Nine years ago I had my most memorable bout with foodborne illness. I had Campylobacter and it was terrible. It all started with a trip to visit Doug in Kansas.
I gave a somewhat incoherent talk to an undergraduate food microbiology class while sweating; slept most of my visit away; went to a football game; left the football game at halftime; spent two nights rushing to the bathroom every hour to evacuate my intestines.
I wanted to blame Doug.
He brings out the best in people.
After a feverish trip home (diarrhea on a plane sucks) and crashing for the remainder of the weekend I went to my doctor to get things checked out. I described my symptoms, had a rectal exam (fun) and was given the materials needed for a stool sample.

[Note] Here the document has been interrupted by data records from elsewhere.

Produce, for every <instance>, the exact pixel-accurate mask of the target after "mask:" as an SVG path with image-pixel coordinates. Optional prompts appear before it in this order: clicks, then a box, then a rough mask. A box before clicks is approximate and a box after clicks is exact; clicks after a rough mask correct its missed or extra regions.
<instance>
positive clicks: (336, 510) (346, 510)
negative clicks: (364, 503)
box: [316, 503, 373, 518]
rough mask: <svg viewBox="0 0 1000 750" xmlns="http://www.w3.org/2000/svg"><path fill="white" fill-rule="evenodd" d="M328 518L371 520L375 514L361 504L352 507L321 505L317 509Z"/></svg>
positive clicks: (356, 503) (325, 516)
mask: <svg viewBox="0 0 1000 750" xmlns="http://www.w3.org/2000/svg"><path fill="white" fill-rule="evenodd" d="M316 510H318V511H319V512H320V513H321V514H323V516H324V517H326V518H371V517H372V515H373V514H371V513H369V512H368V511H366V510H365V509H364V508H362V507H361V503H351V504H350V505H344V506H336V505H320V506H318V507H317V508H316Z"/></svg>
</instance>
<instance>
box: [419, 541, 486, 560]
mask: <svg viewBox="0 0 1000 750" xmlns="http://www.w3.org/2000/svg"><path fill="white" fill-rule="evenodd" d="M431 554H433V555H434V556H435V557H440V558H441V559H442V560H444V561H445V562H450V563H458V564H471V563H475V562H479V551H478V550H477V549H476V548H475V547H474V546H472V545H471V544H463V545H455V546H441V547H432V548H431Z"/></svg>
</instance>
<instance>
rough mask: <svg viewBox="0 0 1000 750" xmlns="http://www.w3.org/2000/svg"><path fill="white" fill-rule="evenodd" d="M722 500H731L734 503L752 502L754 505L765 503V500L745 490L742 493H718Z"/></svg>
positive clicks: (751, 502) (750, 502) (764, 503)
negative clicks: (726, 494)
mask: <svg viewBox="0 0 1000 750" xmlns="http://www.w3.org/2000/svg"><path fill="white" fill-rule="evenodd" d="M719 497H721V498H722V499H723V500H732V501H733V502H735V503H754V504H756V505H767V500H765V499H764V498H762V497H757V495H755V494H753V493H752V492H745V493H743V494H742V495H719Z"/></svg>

The idea of stool sample harvesting was way more fun than the actual act.
It’s amazing any foodborne illnesses are confirmed with stool samples because the process is a bit nuts. It took some thinking to figure out how to catch the sample without contaminating it with water or urine. The final decision was to use the bucket from our cleaned and sanitized salad spinner – which has since been retired – and place it in the toilet bowl.
I took the poop harvest and filled three vials to fill (one for C. difficile, one for parasites and another for other pathogens), and a bonus margarine-like tub for “other things.” The vials were easy, they came with their own spoons. After ten swipes across the base of the former salad spinner I was able to messily get the rest of the sample collected in the tub. Then came the clean-up. This whole episode took me about 45 minutes.
I proudly returned to the doctor’s office with samples in hand. I asked her what percentage of stool sample kits come back filled with poop. She said about 10%.
That’s the problem with clinical confirmation of foodborne illness pathogens.
Patrick Quade and the
iwaspoisoned.com group is trying to add to the toolbox of public health foodborne illness investigations, because not a lot of samples make it to public health so cases can be confirmed.
According to the
New York Times,
this is the era of internet-assisted consumer revenge, and as scorned customers in industries from dentistry to dog-walking have used digital platforms to broadcast their displeasure, the balance of power has tipped considerably in the buyer’s favor. This is especially true of IWasPoisoned, which has collected about 89,000 reports since it opened in 2009.
Consumers use the site to decide which restaurants to avoid, and public health departments and food industry groups routinely monitor its submissions, hoping to identify outbreaks before they spread. The site has even begun to tilt stocks, as traders on Wall Street see the value of knowing which national restaurant chain might soon have a food-safety crisis on its hands.
Not everyone is happy about the added transparency. Restaurant executives have criticized IWasPoisoned for allowing anonymous and unverified submissions, which they say leads to false reports and irresponsible fear-mongering. Some public health officials have objected on the grounds that food poisoning victims can’t be trusted to correctly identify what made them sick.
“It’s not helping food safety,” said Martin Wiedmann, a professor of food safety at Cornell University. “If you want to trace food-borne illness, it needs to be done by public health departments, and it needs to include food history.”
I dunno. Maybe it will help as a supplemental data set. There are folks in local and state health departments subscribing to alerts that can lead to earlier and more focused investigations.
The end of my story is that I was diagnosed with campylobacteriosis. I became a statistic. I was administered a food history questionnaire. No answers on a source ever came back. New tools to crowdsource public health information can act as a an early warning system for outbreak and illness investigators.